New Horizons gives new insight about Pluto, finds bladed terrain

The spacecraft made the Arrokoth flyby on New Year’s Day of 2019. Recent research into Arrokoth's primitive structure has revealed new details about the "larger mounds on the larger lobe." They discovered that the lobe comprises 12 clumped, distinct mounds. 

“We believe the mounds were likely individual components that existed before the assembly of Arrokoth, indicating that like-sized bodies were formed as precursors to Arrokoth itself. This is surprising, and a new piece in the puzzle of how planetesimals – building blocks of the planets, like Arrokoth and other Kuiper Belt objects come together,” said Alan Stern, New Horizons principal investigator, in a statement.  

The findings could shed important light on the origin and formation of Arrokoth.

The surface shift of Pluto

Another investigation shed light on Pluto's past. Pluto, like Earth, was discovered to have flipped on its side during its early history. Scientists have yet to determine how much the poles shifted. But, the latitudes and longitudes of surface features depict it.

They closely examined Pluto's mass distribution to draw results.
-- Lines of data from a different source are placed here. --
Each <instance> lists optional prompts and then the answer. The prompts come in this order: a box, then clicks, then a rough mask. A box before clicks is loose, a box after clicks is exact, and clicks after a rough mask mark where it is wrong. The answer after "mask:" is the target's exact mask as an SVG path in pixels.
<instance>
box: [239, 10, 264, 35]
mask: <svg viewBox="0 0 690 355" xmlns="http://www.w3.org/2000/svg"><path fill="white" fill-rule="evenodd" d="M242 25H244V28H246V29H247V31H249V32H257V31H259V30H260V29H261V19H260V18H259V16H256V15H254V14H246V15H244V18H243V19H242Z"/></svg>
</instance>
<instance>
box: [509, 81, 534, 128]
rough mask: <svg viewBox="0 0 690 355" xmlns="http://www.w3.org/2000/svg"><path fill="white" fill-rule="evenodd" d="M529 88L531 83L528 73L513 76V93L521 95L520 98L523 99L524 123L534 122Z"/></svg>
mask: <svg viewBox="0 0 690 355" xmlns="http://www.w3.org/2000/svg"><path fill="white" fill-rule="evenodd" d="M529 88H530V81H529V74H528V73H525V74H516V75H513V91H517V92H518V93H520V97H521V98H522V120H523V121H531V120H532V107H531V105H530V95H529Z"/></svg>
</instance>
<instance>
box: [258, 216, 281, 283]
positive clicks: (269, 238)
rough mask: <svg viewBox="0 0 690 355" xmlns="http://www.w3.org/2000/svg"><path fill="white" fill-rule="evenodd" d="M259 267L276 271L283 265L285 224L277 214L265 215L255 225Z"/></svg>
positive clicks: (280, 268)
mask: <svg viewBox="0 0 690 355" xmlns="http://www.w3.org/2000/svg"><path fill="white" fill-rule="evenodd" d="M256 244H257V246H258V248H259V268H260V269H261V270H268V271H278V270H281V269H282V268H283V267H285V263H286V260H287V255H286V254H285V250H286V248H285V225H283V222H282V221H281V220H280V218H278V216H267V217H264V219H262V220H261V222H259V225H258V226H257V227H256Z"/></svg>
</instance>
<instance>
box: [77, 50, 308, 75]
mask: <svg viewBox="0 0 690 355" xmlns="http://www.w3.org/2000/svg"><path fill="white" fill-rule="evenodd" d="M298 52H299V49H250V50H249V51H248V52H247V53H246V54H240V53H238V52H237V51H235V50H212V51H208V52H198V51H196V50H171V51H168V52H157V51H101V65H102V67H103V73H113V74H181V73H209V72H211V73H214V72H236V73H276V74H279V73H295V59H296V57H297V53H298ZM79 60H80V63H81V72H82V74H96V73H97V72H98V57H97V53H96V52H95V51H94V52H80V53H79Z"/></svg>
And they noticed surface realignment by studying Sputnik Planitia, a heart-shaped feature on Pluto's surface. 

“We’re seeing signs of ancient landscapes that formed in places and in ways we can’t really explain in Pluto’s current orientation,” said Oliver White, a New Horizons co-investigator from SETI Institute in Mountain View, California. “We suggest the possibility is that they formed when Pluto was oriented differently in its early history and were then moved to their current location by true polar wander,” White added.

Bladed landform on Pluto  

The presence of large swaths of jagged landforms was one strange finding from the flyby. The structures discovered near the hemisphere's edge are thought to be entirely made of methane ice.
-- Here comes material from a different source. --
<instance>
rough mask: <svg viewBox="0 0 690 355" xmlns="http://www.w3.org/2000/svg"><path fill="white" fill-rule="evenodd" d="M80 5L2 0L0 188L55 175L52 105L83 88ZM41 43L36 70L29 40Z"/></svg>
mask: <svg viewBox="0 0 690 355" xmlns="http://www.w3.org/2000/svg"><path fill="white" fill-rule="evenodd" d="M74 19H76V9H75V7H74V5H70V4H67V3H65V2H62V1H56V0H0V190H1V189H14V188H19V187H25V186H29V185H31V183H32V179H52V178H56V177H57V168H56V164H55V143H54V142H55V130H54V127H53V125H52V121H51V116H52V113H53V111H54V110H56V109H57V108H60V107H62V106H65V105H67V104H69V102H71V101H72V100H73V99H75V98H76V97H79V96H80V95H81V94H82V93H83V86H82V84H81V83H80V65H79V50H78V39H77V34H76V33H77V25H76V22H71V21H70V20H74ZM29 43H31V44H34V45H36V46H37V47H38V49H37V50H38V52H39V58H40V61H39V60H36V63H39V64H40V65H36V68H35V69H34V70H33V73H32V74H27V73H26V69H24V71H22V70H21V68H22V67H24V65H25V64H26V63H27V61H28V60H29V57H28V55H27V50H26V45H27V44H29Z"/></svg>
The team believes Pluto's changing climate is to blame for the bladed terrain.

“They appear under certain conditions in distinct locations also tells us how the surface responds to environmental changes. The discovery of these features just adds to our understanding of the processes that shape Pluto and other icy planets in our solar system and highlights the complexity, dynamic nature, and diversity of planetary surfaces like Pluto’s, said Ishan Mishra, a postdoctoral researcher and science team contributor from NASA’s Jet Propulsion Laboratory in Pasadena, California.  

According to the findings, these bladed terrains could also be found in other parts of the dwarf planet. Investigating these features could help us learn more about Pluto's geological dynamics.

Meanwhile, New Horizons will continue to return fascinating data for astronomers to decipher. In the coming days, it is also expected to provide insights into the worlds of Uranus and Neptune.

In addition, the team will select the next potential flyby target for New Horizons to study, as well as observe the outer heliosphere.